In early April, at the G20 summit, US Treasury Secretary Janet Yellen announced that work was underway to set a minimum corporate tax rate. At the end of the same month, the Biden administration again showed its resolution by proposing to accept a minimum of 15% for OECD member states, with the explicit intention of raising it to 21%. Finally, in early June, the finance ministers of the G7 countries announced an agreement on a global minimum tax rate. Despite some negative reactions here and there, the agreement reflects a real breakthrough in international integration into corporate taxation, and may be a starting point on the path to global reform. There are two main axes to this agreement.

This agreement is a real step in terms of international tax synchronization, but it does not preclude tax optimization.

The first establishes tax jurisdictions for multinational corporations based on the country where the profits were made, not the country where the profits were declared. This is a very effective measure for the taxation of multinational companies in the digital sector. More generally, this will reduce the incentive to shift profits to lower tax countries.

The second axis gives jurisdictions the right to “tax refund” when other jurisdictions overseas use a lower level of income taxation. The move would actually create a global minimum corporate tax rate for multinationals, which would exclude multiple tax havens.

The devil in the details

This agreement is a real step in terms of international tax synchronization, but it does not preclude tax optimization. The first limitation of this agreement is that it only applies to companies with a profit margin of more than 10%, and only 20% of the profits made above this threshold. This means that a company like Amazon, to take the highest example, will not be affected. U.S. Treasury Secretary Janet Yellen has denied the allegations. It remains to be seen, however, how the courts will guarantee this action.

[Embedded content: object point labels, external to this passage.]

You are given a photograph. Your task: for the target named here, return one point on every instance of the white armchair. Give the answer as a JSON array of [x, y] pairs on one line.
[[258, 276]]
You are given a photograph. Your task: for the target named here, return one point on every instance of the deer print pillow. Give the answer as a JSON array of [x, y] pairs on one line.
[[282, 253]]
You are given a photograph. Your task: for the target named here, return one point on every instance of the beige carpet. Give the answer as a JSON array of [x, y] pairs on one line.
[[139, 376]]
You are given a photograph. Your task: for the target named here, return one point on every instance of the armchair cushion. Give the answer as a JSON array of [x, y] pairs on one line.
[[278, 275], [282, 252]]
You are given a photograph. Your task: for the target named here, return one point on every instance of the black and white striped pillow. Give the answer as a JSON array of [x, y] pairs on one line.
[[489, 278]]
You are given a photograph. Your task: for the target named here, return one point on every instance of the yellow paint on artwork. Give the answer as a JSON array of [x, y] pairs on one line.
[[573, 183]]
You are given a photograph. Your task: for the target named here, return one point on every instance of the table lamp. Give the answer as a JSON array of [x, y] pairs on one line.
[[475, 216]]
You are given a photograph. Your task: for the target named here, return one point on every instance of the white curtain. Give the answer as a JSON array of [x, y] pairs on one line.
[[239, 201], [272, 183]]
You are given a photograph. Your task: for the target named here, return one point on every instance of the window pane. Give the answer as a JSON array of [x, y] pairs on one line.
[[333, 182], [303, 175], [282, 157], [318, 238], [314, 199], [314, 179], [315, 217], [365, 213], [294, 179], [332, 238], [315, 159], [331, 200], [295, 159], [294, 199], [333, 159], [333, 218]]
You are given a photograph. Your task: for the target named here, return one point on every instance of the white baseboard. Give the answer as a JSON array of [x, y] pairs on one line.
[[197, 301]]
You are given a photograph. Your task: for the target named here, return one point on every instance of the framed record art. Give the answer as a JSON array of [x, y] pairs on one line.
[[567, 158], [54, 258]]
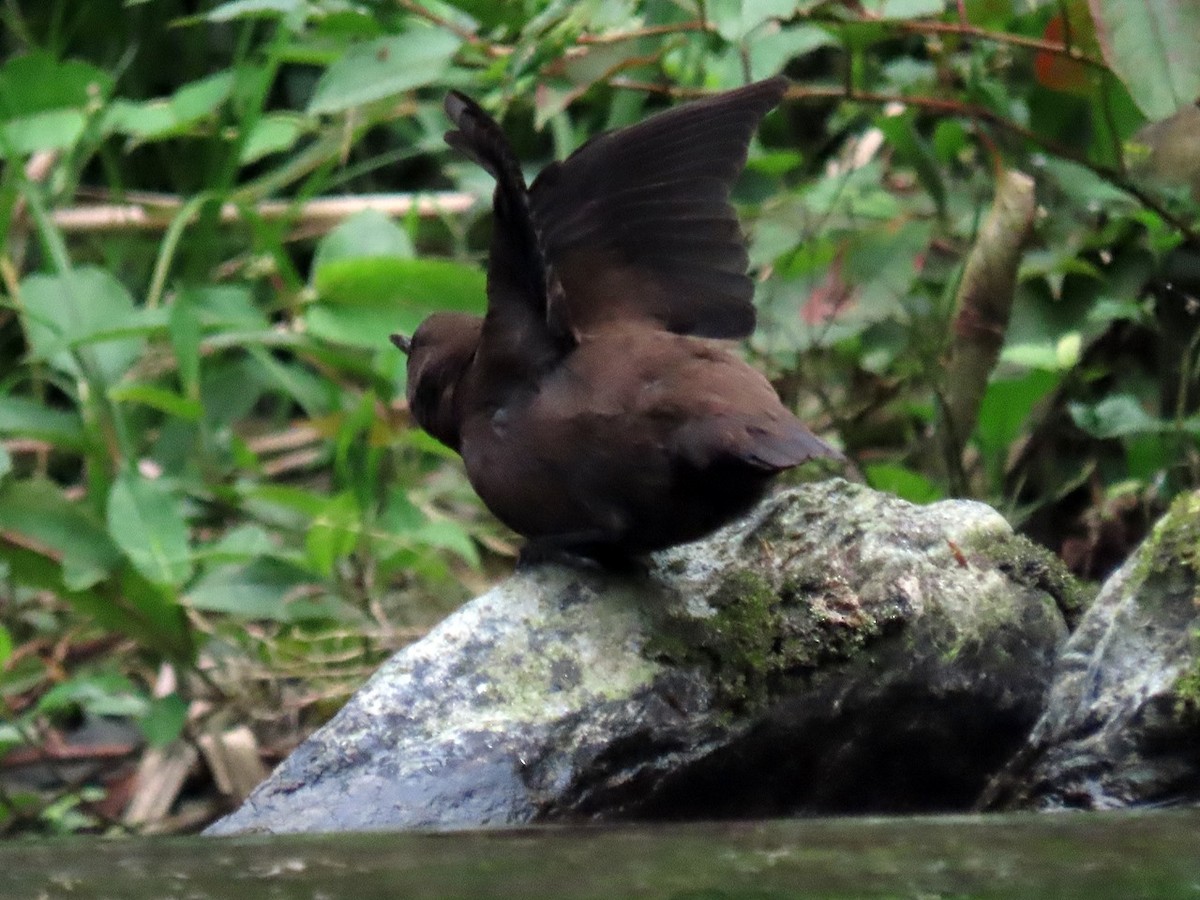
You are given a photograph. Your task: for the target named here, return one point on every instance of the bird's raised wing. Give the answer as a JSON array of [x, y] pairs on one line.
[[521, 331], [637, 223]]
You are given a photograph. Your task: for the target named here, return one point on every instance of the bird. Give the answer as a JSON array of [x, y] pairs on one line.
[[597, 406]]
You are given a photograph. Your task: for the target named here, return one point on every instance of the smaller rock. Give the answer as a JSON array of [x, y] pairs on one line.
[[1122, 721]]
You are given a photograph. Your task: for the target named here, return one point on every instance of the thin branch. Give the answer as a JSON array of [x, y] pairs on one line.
[[459, 30], [648, 31], [155, 213], [1033, 43]]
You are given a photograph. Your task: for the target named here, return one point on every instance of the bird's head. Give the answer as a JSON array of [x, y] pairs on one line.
[[438, 355]]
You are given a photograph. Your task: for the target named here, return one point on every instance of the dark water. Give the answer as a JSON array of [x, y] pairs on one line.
[[1093, 856]]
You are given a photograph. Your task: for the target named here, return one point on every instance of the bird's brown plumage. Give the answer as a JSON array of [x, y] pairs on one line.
[[591, 412]]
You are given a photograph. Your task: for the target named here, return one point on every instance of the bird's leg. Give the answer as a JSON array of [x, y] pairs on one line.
[[592, 549]]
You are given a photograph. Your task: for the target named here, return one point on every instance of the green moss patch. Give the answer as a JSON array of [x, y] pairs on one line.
[[760, 639], [1035, 567]]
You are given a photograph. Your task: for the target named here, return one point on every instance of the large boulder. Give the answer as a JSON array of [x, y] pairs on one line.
[[1122, 721], [838, 651]]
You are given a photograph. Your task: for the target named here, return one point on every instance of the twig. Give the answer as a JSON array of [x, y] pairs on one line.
[[442, 22], [648, 31], [1033, 43], [155, 214]]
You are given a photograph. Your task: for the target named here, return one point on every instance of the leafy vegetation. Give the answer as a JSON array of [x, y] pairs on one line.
[[213, 504]]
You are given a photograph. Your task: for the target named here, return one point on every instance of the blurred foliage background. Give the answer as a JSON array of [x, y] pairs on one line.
[[215, 515]]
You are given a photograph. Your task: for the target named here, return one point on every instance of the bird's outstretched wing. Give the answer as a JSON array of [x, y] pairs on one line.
[[637, 222], [523, 292]]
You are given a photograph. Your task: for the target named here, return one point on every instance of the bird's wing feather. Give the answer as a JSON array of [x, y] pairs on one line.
[[637, 223], [523, 292]]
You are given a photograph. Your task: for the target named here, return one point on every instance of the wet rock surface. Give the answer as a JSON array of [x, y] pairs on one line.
[[1122, 720], [838, 651]]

The details of the contract will be decisive. Significantly, the final agreement is called the “section” approach, which means that the jurisdictions can calculate taxes based on the income of the companies, not just at the corporate level. This approach is most appropriate for companies such as Amazon, where a segment is more profitable, while the overall company’s profit margin is below the 10% limit. Such “details” would be crucial.

The pace against tax reform can be expected to continue in the United States.

G7 members need to persuade other countries – especially China – to join the deal. The US Congress must pass this agreement. At the EU level, in the first half of 2022, it may be announced under the French Council.

Infection as a trigger

The severe economic impact of anti-Govt measures has forced governments to keep expensive stimulus packages, even if the financial room for their maneuvers – for the most part – is limited. Against this background, the Beden management has made clear its intention to exploit these additional budgetary resources – up to $ 2 trillion – through a corporate tax increase.

In the medium term, the Covid 19 is expected to continue beyond the crisis, and the dynamic United States against tax optimization, as in most OECD countries, given the critical US political environment in relation to the rise in inequalities. These structural changes are likely to continue to have an impact on the financial markets in the coming years and could mean a gradual resumption of government control over multinational corporations.